Our primary objective was to determine the proportion of SRs registered in PROSPERO and the influence of publication year, review focus and country on that proportion. Our secondary objectives were a) to compare the basic characteristics of registered and non-registered SRs and b) to assess the up-to-dateness of the PROSPERO records.
Method We searched PubMed for SRs published between 2011 (launch of PROSPERO) and November 2018. We included a random sample of n = 300 SRs that would be eligible for registration in PROSPERO. We excluded scoping reviews, umbrella reviews/overviews and SRs, for which it is mandatory to publish a protocol, e.g. Cochrane reviews.

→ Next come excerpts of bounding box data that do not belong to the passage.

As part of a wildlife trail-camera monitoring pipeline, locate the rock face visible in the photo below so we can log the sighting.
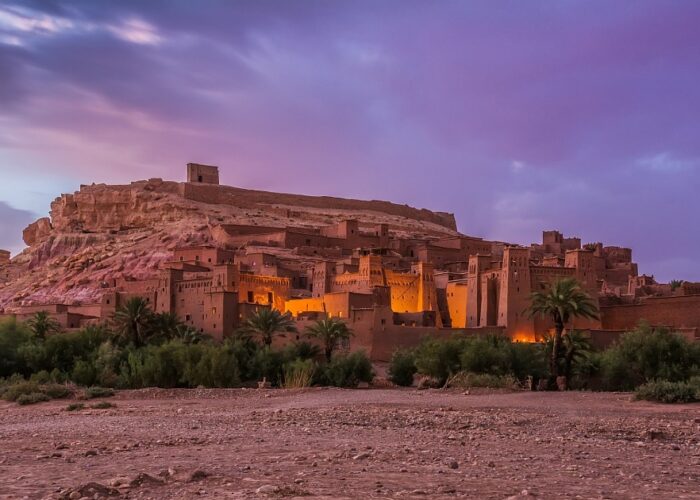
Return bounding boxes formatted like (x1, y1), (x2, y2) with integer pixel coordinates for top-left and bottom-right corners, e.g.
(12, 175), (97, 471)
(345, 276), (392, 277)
(0, 179), (457, 311)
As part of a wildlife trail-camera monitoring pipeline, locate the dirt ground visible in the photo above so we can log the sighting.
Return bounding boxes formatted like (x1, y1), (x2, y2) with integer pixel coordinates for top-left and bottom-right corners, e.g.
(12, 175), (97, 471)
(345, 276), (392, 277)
(0, 389), (700, 499)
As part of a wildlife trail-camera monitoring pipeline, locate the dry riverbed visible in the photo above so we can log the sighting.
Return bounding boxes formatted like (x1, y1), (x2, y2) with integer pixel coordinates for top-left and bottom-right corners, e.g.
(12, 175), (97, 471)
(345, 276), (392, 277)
(0, 389), (700, 499)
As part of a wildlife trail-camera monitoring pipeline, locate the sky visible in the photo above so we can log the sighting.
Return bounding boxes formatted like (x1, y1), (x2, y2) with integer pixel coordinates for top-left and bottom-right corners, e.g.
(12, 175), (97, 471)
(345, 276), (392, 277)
(0, 0), (700, 281)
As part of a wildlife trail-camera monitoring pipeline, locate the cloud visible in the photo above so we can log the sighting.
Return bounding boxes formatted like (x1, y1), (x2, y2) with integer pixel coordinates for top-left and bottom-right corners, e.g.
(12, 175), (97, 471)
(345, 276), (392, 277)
(0, 0), (700, 277)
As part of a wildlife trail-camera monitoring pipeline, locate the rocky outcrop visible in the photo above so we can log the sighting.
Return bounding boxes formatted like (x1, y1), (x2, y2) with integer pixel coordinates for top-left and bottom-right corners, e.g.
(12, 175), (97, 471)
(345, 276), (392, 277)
(0, 179), (457, 309)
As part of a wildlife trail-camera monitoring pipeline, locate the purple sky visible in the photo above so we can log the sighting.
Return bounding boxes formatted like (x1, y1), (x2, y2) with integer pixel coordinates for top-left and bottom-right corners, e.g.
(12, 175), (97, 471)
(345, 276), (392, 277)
(0, 0), (700, 281)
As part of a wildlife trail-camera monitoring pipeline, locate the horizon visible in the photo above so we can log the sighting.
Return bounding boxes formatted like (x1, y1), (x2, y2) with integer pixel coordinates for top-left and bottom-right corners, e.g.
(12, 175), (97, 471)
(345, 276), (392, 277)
(0, 1), (700, 281)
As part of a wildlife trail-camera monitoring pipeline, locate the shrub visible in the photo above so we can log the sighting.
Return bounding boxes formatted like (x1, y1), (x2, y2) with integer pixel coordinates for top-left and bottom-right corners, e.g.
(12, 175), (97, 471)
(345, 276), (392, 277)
(634, 377), (700, 403)
(16, 392), (51, 405)
(388, 350), (418, 387)
(320, 351), (374, 387)
(85, 386), (114, 399)
(447, 372), (518, 389)
(415, 338), (465, 385)
(90, 401), (117, 410)
(284, 359), (316, 389)
(600, 324), (700, 390)
(42, 384), (73, 399)
(2, 380), (41, 401)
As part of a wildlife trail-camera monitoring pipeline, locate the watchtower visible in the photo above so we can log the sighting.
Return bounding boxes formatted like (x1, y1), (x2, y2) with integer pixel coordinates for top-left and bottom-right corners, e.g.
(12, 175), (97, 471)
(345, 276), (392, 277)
(187, 163), (219, 184)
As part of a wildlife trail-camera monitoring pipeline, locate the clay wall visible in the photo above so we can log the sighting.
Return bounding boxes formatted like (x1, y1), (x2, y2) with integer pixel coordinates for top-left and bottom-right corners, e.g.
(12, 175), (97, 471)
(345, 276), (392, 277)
(446, 280), (469, 328)
(600, 295), (700, 330)
(187, 163), (219, 184)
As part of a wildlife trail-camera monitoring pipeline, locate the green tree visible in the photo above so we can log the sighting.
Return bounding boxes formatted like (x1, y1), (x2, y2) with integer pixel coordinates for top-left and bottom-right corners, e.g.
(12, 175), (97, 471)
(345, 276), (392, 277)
(113, 297), (153, 347)
(27, 311), (61, 340)
(238, 308), (297, 347)
(528, 278), (598, 379)
(306, 317), (354, 362)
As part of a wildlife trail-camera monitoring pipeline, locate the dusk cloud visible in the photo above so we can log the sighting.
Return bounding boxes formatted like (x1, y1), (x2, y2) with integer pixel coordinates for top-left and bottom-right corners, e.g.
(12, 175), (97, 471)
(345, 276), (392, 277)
(0, 0), (700, 280)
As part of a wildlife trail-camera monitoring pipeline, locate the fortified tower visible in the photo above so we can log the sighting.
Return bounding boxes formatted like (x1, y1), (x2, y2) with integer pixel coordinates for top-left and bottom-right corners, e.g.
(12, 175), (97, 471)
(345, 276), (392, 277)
(187, 163), (219, 184)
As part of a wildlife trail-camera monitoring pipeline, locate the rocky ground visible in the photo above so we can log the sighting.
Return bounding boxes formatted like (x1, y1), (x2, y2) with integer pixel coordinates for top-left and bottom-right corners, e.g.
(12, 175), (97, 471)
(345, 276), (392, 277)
(0, 389), (700, 499)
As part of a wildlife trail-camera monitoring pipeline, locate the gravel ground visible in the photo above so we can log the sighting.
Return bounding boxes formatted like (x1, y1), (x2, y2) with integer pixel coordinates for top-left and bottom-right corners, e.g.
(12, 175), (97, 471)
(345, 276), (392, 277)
(0, 389), (700, 499)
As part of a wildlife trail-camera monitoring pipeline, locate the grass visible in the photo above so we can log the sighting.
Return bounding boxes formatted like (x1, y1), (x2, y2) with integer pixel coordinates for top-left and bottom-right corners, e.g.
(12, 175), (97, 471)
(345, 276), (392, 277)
(85, 386), (114, 399)
(90, 401), (117, 410)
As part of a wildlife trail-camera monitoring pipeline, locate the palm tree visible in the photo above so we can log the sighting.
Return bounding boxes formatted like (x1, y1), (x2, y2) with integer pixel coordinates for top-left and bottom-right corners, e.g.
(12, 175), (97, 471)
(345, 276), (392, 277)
(151, 312), (182, 339)
(174, 323), (208, 344)
(238, 307), (297, 347)
(306, 317), (353, 362)
(114, 297), (153, 347)
(27, 311), (61, 340)
(528, 278), (598, 380)
(562, 330), (593, 381)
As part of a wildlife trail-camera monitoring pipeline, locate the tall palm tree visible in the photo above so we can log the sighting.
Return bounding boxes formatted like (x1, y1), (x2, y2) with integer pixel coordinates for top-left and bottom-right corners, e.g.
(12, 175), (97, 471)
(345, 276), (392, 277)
(27, 311), (61, 340)
(562, 330), (593, 380)
(306, 317), (353, 362)
(238, 307), (297, 347)
(528, 278), (598, 379)
(152, 312), (182, 340)
(114, 297), (153, 347)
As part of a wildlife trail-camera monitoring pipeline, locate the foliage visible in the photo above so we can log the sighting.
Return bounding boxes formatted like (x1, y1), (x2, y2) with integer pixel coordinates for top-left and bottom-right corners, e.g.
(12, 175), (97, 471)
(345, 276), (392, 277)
(85, 386), (114, 399)
(415, 337), (466, 385)
(319, 351), (374, 387)
(239, 307), (297, 347)
(113, 297), (155, 347)
(447, 372), (518, 389)
(634, 377), (700, 403)
(388, 350), (418, 387)
(27, 311), (61, 340)
(284, 359), (316, 389)
(15, 392), (51, 405)
(528, 278), (598, 378)
(90, 401), (117, 410)
(600, 324), (700, 391)
(306, 316), (353, 362)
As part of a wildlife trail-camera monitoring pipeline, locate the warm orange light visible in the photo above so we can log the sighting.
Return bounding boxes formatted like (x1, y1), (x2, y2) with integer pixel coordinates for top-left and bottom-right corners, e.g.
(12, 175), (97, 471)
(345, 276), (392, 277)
(512, 332), (537, 343)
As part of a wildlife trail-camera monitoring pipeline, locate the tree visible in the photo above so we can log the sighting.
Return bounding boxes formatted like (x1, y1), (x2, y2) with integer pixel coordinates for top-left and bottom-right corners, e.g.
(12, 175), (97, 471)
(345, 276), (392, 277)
(27, 311), (61, 340)
(562, 330), (593, 380)
(114, 297), (153, 347)
(528, 278), (598, 386)
(151, 312), (182, 340)
(174, 323), (207, 344)
(306, 317), (353, 362)
(238, 308), (297, 347)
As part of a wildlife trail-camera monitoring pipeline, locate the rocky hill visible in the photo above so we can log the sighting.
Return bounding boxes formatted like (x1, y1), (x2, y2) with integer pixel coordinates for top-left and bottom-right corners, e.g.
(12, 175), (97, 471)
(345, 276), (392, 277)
(0, 179), (457, 311)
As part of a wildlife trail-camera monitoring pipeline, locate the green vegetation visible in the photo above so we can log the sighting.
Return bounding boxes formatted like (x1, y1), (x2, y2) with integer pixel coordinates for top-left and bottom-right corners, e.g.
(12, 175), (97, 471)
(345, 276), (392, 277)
(306, 317), (353, 363)
(0, 306), (373, 401)
(529, 278), (598, 379)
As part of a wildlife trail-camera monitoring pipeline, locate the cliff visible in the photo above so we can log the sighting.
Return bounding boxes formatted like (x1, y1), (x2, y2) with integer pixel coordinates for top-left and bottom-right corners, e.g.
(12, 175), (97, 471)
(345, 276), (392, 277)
(0, 179), (457, 310)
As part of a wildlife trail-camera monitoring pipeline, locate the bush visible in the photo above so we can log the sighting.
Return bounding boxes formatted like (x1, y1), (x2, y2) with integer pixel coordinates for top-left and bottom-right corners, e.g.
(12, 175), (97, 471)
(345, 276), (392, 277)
(284, 359), (316, 389)
(447, 372), (518, 389)
(388, 350), (418, 387)
(16, 392), (51, 405)
(600, 324), (700, 390)
(415, 338), (465, 385)
(2, 380), (41, 401)
(634, 377), (700, 403)
(90, 401), (117, 410)
(85, 386), (114, 399)
(320, 351), (374, 387)
(42, 384), (73, 399)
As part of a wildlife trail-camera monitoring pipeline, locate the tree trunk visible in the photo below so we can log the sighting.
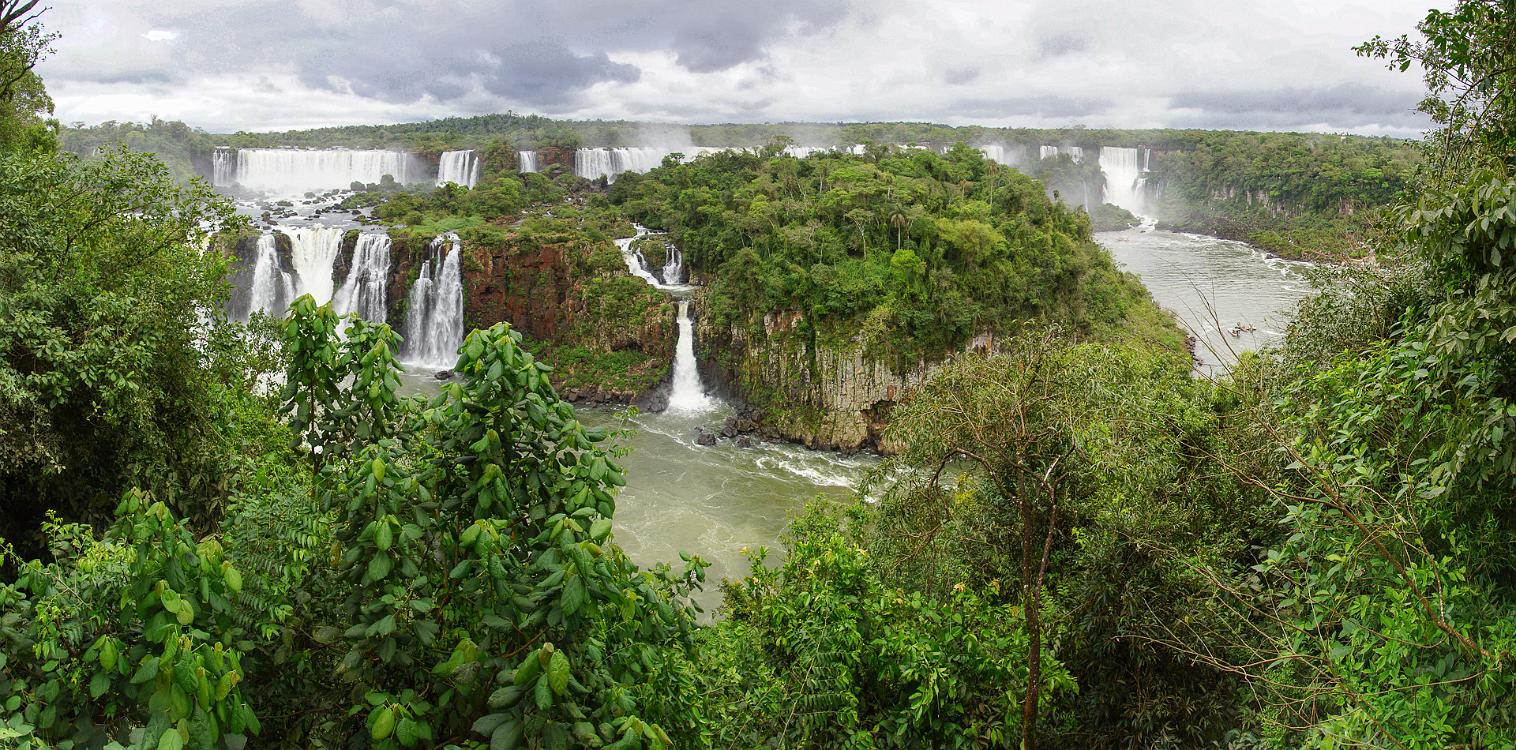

We extracted data on the following items: Country, focus (therapeutic, epidemiologic, diagnostic, prognostic or other), number of authors, and date of submission, publication and last search. If the SR was registered in PROSPERO, we also extracted the number of versions, status, and date of first and last version.
All data were analysed descriptively. Our primary analysis was based on the whole sample, while our secondary analyses were based on a) the registered and non-registered SRs and b) the identified PROSPERO records. Results
Overall,15% (44/300) were registered in PROSPERO. This proportion has increased steadily over time and was 29% (15/52) in 2018. Therapeutic SRs were more frequently registered than SRs with another focus, with 18% (22/123) and 12% (22/177), respectively. We did not observe a clear trend regarding the country.
Median number of authors and time from submission to publication did not differ between registered and non-registered SRs. Median time from search to submission was slightly shorter in registered than in non-registered SRs (14 vs 17 weeks), but median time from search to publication was longer (51 vs 43 weeks).
Of the 44 analyzed PROSPERO records, most (82%) have been registered before the date of last search. For 23 records (52%) only one version existed, which means they have never been updated. Only six records (14%) were up-to-date, i.e. their status was ‘completed and published’ and a link to the publication was available.
Conclusions More SRs are being registered in PROSPERO each year, but only few records are up-to-date. PROSPERO should be further promoted among prospective authors of SRs. Current users of PROSPERO need to be reminded to keep their records up-to-date. This could be done through PROSPERO or by journals when authors submit a manuscript for a SR.